AS TOUGH AS OLD BOOTS
AS TOUGH AS OLD BOOTS
In 1975, Ellis Brigham received an unusual letter. Stamped with a Norwegian postmark, enclosed was simply a cheque for £30 and a piece of paper with a hastily drawn outline of a foot. 40 years later, the sender of that curious piece of mail, John Burnham recounts the story behind it...
"In the summer of 1975 I was on an expedition to the Lyngen Alps in Arctic Norway. There were 6 of us from Cambridge University studying melt water streams, scree and climbing the odd mountain when we wanted a break. Not long into the expedition, my walking boots gave out completely (apparently scrambling up down scree the whole time is not great for walking boots) and I left them on a remote col and had to resort to the only other shoes I had with me: a pair of Dunlop 'Green Flash' tennis shoes. Fortunately it was largely dry and they were fine for leaping from rock to rock for a while.'
"I walked out from our camp to the nearest village on the coast which I knew had a post office. Walking out there and back again took all day. I sent a letter to Ellis Brigham (from whom various members of the expedition had purchased equipment and recommended as 'THE mountaineering shop'). I enclosed a piece of paper on which I had drawn a line round my foot, gave the size and also measured over the top of it. I asked Ellis Brigham to send some boots as quickly as possible to fit those dimensions and enclosed a cheque for £30 (which was approximately right) and said I would settle the difference on my return, and waited, hoping for the best.'
"I walked out again once and disappointingly nothing had arrived. But, a few days later and on my second walk out, the boots were there and fitted perfectly. It was a great relief to have suitable mountain footwear again!'
"By this point, the expedition was close to its end so the boots were worn but not extensively. They were, at my request, semi-rigid mountaineering boots, and although I have gone hill and mountain walking ever since, I have done no more mountaineering.
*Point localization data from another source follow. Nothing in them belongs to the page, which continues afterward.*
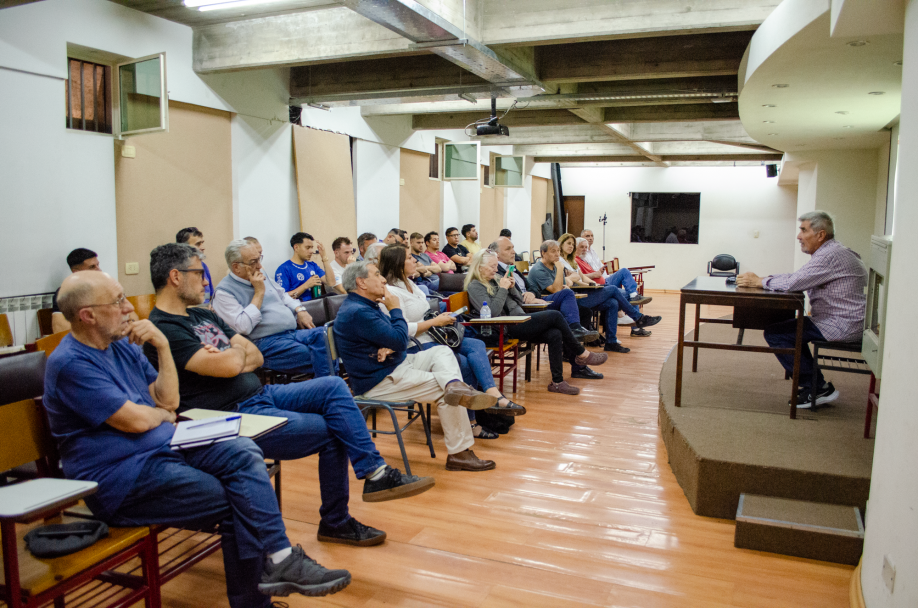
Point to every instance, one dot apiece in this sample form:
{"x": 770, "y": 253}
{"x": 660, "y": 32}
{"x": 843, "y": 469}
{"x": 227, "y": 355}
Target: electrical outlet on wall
{"x": 889, "y": 573}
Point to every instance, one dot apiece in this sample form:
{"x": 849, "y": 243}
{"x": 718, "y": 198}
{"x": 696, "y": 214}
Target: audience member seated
{"x": 432, "y": 245}
{"x": 345, "y": 254}
{"x": 593, "y": 268}
{"x": 215, "y": 367}
{"x": 373, "y": 347}
{"x": 564, "y": 301}
{"x": 548, "y": 326}
{"x": 456, "y": 251}
{"x": 470, "y": 234}
{"x": 78, "y": 260}
{"x": 299, "y": 276}
{"x": 255, "y": 306}
{"x": 505, "y": 232}
{"x": 112, "y": 415}
{"x": 364, "y": 241}
{"x": 395, "y": 266}
{"x": 195, "y": 238}
{"x": 546, "y": 278}
{"x": 834, "y": 279}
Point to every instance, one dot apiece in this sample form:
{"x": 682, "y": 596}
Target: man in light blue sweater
{"x": 253, "y": 305}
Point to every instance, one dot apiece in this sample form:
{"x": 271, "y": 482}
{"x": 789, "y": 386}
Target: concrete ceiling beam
{"x": 669, "y": 57}
{"x": 550, "y": 21}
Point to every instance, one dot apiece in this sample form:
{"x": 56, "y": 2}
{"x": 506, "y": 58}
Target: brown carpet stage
{"x": 733, "y": 434}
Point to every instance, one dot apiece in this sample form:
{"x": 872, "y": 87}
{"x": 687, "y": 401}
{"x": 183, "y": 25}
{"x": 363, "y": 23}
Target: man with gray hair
{"x": 253, "y": 305}
{"x": 374, "y": 347}
{"x": 834, "y": 278}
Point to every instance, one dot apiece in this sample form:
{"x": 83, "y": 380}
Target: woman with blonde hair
{"x": 550, "y": 327}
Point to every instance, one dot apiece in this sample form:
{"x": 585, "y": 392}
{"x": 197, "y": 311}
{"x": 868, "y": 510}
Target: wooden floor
{"x": 582, "y": 510}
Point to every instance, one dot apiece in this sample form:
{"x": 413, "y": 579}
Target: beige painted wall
{"x": 419, "y": 197}
{"x": 324, "y": 185}
{"x": 177, "y": 179}
{"x": 491, "y": 211}
{"x": 542, "y": 199}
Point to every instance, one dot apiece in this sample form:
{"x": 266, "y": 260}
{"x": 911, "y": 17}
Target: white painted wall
{"x": 892, "y": 524}
{"x": 376, "y": 186}
{"x": 734, "y": 203}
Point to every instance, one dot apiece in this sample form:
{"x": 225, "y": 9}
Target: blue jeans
{"x": 564, "y": 301}
{"x": 622, "y": 278}
{"x": 608, "y": 300}
{"x": 300, "y": 351}
{"x": 226, "y": 484}
{"x": 784, "y": 335}
{"x": 322, "y": 419}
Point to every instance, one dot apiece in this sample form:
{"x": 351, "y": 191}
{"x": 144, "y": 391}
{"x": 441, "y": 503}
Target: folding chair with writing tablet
{"x": 370, "y": 406}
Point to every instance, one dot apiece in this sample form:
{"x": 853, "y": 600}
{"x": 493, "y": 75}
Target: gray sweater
{"x": 503, "y": 303}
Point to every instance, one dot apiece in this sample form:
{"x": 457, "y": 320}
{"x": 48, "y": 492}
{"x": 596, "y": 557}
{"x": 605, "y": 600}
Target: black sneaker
{"x": 298, "y": 573}
{"x": 613, "y": 347}
{"x": 351, "y": 533}
{"x": 393, "y": 485}
{"x": 647, "y": 321}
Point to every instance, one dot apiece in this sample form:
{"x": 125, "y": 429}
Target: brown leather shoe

Semi rigids are not ideal for walking and trekking so instead I have used them for the odd heavy task in the garden and to wear round resort every time I go skiing.
In fact, I am currently skiing in the Alps and for the journey out and around the ski resort in the evening I wear the boots, which are still in remarkably good condition. The Vibram soles are in almost perfect condition. The main leather of the boots is also still excellent. The thin, soft leather just round the ankle is the only part that has deteriorated!'
"It was an example of wonderful service by Ellis Brigham and remains a demonstration of the quality of the boots Ellis Brigham chose to send, which are now very close to their 40th anniversary."